На самом деле, новый законопроект представляет собой попытку российских чиновников от медицины соответствовать тренду, заданному на Западе еще в конце 1960-х, когда были приняты "Гарвардские диагностические критерии смерти мозга" и "Сиднейская декларация относительно смерти", положения которых дополнила "Венецианская декларация о терминальном состоянии" 1983 года. В 1991-м Всемирная организация здравоохранения одобрила "Руководящие принципы трансплантации человеческих клеток, тканей и органов", определившие общие базовые подходы к трансплантологии во всем мире. Заложенные в этих документах посылы суммированы в "Стамбульской декларации о трансплантационном туризме" 2008 года, утверждающей, что современный мир испытывает "глобальный дефицит донорских органов", и призывающей все государства "гарантировать реализацию программ, предупреждающих этот дефицит". Вот Минздрав России и пытается "гарантировать" в предлагаемом законопроекте то, что посоветовал Запад.

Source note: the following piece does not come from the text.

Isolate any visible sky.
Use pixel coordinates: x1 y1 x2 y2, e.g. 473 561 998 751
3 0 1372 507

Русская Православная Церковь, к мнению которой прислушивается не только значительная часть граждан, но и руководство государства, отрицательно относится к изъятию органов для трансплантации, как к прижизненному, так и посмертному. В "Основах социальной концепции" РПЦ указано, что использование органов человека без его согласия нарушает человеческую свободу. Не отрицая гуманных целей трансплантологии как таковой, Церковь категорически против презумпции согласия на посмертное изъятие органов.

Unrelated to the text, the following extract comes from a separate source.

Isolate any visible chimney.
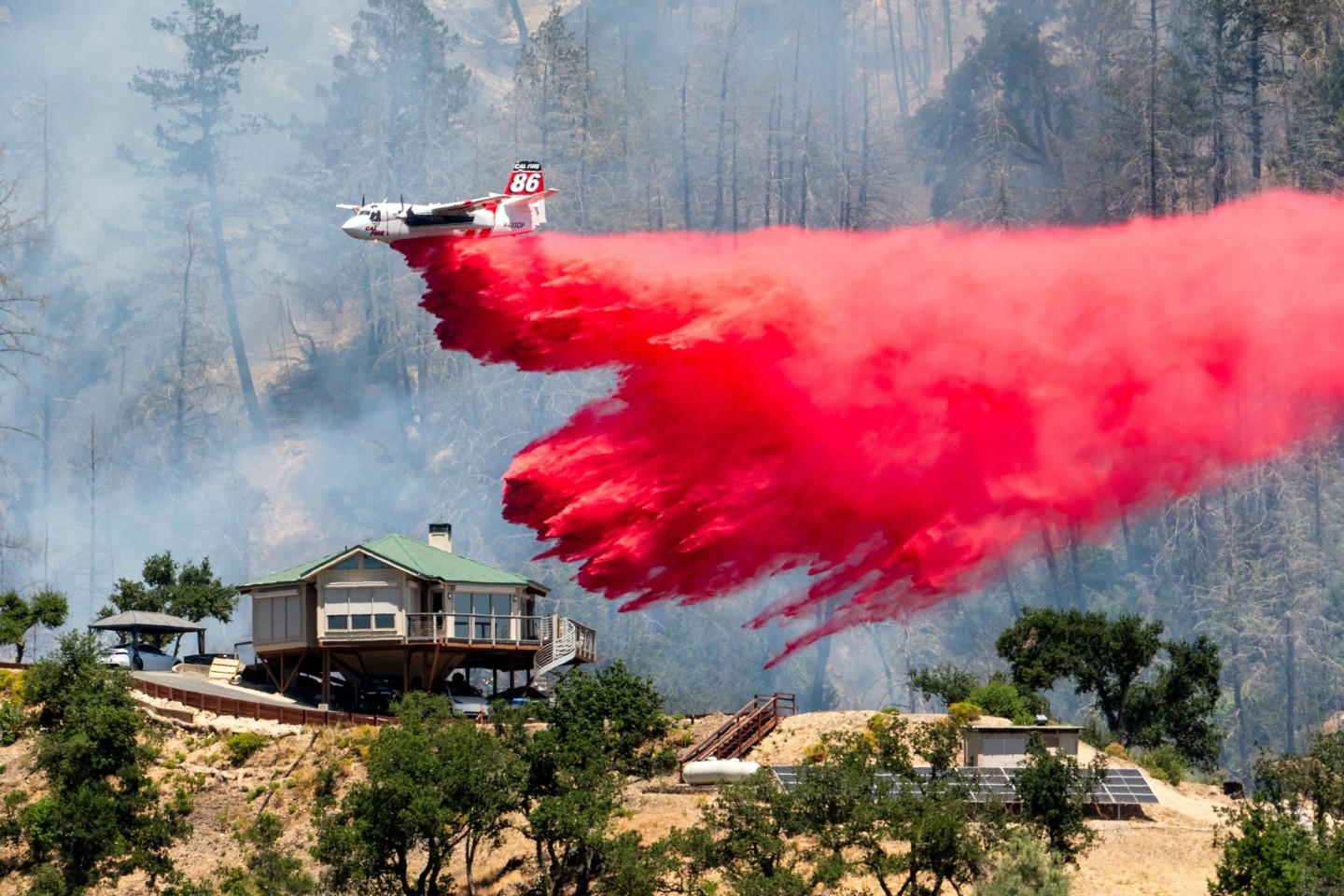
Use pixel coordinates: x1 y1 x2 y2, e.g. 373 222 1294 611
428 520 453 553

Из "Основ социальной концепции" РПЦ (2000 год), гл. XII Проблемы биоэтики:
"Посмертное донорство органов и тканей может стать проявлением любви, простирающейся и по ту сторону смерти. Такого рода дарение или завещание не может считаться обязанностью человека. Поэтому добровольное прижизненное согласие донора является условием правомерности и нравственной приемлемости эксплантации … Так называемую презумпцию согласия потенциального донора на изъятие органов и тканей его тела, закрепленную в законодательстве ряда стран, Церковь считает недопустимым нарушением свободы человека".
И такая позиция имеет четкие обоснования. В последние годы достоянием гласности стали несколько скандальных случаев "посмертного" донорства, когда в отделениях реанимации, почти на глазах у родных и близких, пациентов в буквальном смысле "разобрали на органы". И "всё было по закону". А сколько подобных эпизодов остались вне поля зрения общественности?
Для того, чтобы не повторять уже сделанных ошибок, не усугублять их, России следует в первую очередь отказаться от презумпции согласия на посмертное донорство. Вместо проталкивания опасного законопроекта, способного вызвать недовольство в обществе, Минздраву следовало бы с помощью СМИ и общественных организаций рассказать людям правду о процедуре изъятия органов после смерти, подробно показав и объяснив ее механизм. Также следует пересмотреть критерии установления факта ухода человека из жизни, единственным из которых сейчас является констатация смерти мозга. Только после этого можно предложить каждому осознанно сделать собственный, никем не навязанный выбор относительно судьбы своих органов после смерти.
Вероятно, новому руководителю Минздрава Михаилу Мурашко следует внимательнее присмотреться к законодательным инициативам в этой чувствительной сфере, разработанным ведомством при его предшественнице.